Pytorch implementation of some experiments from Self-Normalizing Networks
- python (tested on Anaconda python 3.6.1)
- pytorch (tested on 0.1.12_2)
- sklearn (tested on 0.18.1)
- matplotlib (tested on 2.0.1)
- tqdm
- numpy
Main command:
python main.py
Arguments:
--model MODEL Model name, RELUNet or SELUNet
--n_inner_layers N_INNER_LAYERS
Number of inner hidden layers
--hidden_dim HIDDEN_DIM
Hidden layer dimension
--dropout DROPOUT Dropout rate
--use_cuda Use CUDA
--nb_epoch NB_EPOCH Number of training epochs
--batchnorm Whether to use BN for RELUNet
--batch_size BATCH_SIZE
Batch size
--optimizer OPTIMIZER
Optimizer
--learning_rate LEARNING_RATE
Learning rate
Modify run_experiments.sh
as needed then run
bash run_experiments.sh
Run a few experiments. Results are saved in a results
folder.
Modify plot_results.py
to select your experiments, then run:
python plot_results.py
- The architecture of the NN is the same as in the original paper.
- The depths are a bit different (powers of 2 for inner layers, not counting first and last layer)
- N.B. The number of epochs vary between plots.

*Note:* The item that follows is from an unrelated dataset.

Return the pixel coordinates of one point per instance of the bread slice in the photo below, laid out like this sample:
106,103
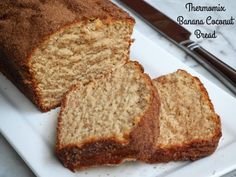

- At LR = 1E-5, the results are consistent with the paper albeit the minimum training loss is quite a bit higher than in the paper.
- The Adam optimizer was also used (far less epochs though) for comparison. SELU still seems to work better but is more unstable
- At higher learning rates, Adam no longer works really well for SELU. (Note that the conclusion may change with more epochs but 2000 epochs is quite a lot of time...)
- SELU is definitely better behaved with SGD.
- Depending on learning rate, it may also be better with Adam.
- However a fair bit of fine tuning seems to be needed to get best performance (even with SGD) and training may be quite slow (lots of epochs needed for low learning rate).